Dicen que las gárgolas son utilizadas para marcar los límites del suelo santo. Representan las fuerzas de los dioses antiguos convertidos en demonios, a quienes se reconoce su poder, se admira y respeta, pero al mismo tiempo se les esclaviza como guardianes del templo de la fe católica. Se les condena así a proteger, desde el exterior, un recinto al que jamás podrán acceder.
También hay quien piensa que fueron incorporadas para comunicar ideas y contar historias de la Biblia a la gente que no sabía leer.
Por otra parte los hay que sugieren que las gárgolas representan almas condenadas por sus pecados que han sido alejadas eternamente de la iglesia. Se las ha convertido en piedra para advertir a otros sobre lo que les podría suceder si no siguen las leyes del todopoderoso.
En cualquier caso son mucho más que elementos decorativos.
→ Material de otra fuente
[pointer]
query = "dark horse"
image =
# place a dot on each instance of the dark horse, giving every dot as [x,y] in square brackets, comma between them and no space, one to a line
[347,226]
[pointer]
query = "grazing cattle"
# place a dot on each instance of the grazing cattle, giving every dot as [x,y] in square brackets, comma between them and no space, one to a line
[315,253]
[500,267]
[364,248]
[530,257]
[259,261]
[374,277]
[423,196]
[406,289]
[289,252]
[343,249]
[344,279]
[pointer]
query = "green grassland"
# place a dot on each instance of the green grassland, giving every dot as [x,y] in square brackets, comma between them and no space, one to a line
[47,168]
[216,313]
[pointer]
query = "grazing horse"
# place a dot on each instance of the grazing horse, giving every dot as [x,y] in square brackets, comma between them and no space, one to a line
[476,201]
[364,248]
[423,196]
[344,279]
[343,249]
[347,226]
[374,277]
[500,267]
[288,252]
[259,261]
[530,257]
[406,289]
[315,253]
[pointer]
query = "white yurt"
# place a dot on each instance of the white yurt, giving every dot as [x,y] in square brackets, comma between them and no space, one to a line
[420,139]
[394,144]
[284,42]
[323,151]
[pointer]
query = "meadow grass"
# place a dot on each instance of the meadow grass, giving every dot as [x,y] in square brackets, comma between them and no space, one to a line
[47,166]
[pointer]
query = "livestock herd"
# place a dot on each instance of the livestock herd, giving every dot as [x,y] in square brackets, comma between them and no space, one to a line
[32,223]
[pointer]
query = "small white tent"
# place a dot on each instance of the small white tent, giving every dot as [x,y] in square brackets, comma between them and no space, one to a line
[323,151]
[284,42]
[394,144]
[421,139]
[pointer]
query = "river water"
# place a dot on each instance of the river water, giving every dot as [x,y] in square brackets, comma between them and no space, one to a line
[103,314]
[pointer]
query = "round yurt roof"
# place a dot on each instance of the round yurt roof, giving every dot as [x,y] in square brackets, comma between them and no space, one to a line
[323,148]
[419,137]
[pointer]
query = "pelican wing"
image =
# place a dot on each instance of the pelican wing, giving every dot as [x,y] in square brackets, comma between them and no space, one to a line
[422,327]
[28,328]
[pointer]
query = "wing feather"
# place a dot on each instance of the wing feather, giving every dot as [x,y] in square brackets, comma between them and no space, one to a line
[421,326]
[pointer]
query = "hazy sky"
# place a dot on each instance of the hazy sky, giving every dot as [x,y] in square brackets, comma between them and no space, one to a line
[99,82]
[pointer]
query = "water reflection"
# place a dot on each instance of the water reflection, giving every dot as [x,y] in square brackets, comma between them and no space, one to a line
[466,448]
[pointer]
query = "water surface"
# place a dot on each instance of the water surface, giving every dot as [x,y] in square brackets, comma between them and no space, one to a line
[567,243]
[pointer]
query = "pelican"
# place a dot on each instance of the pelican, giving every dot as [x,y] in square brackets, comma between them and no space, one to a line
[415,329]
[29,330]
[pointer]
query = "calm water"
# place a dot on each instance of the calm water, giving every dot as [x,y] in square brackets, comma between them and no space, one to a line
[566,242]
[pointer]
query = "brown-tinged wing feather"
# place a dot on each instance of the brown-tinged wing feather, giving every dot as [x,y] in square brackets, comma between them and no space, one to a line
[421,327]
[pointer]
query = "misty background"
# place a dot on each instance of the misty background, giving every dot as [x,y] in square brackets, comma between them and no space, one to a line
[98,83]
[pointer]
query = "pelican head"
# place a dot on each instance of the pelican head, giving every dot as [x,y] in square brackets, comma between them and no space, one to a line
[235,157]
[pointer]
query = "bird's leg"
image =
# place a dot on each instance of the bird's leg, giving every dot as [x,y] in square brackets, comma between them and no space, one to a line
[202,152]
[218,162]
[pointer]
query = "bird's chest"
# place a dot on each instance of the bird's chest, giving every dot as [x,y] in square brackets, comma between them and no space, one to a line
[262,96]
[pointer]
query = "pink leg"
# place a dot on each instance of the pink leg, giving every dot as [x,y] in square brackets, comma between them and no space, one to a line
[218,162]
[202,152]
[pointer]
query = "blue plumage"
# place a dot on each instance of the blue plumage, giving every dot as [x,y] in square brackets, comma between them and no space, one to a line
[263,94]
El simbolismo de las gárgolas nos habla de un mundo imperfecto; de un porvenir desconocido que nos asusta; nos recuerda que el dios católico está dentro; que las diosas están fuera; que la maldad nos ronda, nos observa y nunca se encuentra suficientemente lejos; y que la paz entra en la iglesia cuando el sol atraviesa las vidrieras, el sonido del órgano realiza el exorcismo y las voces de los escolanos elevan al cielo lo mejor de cada persona en una oración.
Hoy quiero invitarte a que las observes, las conozcas, les pongas nombre, y escribas alguna historia en las que sean protagonistas indiscutibles. Ellas te están esperando desde su condena a cadena perpetua, sufriendo la constante agresión de las obstinadas palomas. Te miran sin que tú te des cuenta con la inquietante serenidad de sus ojos fríos y sus cuerpos pétreos, al menos hasta la media noche, en la que el rayo de luna, les devuelve un soplo de vida.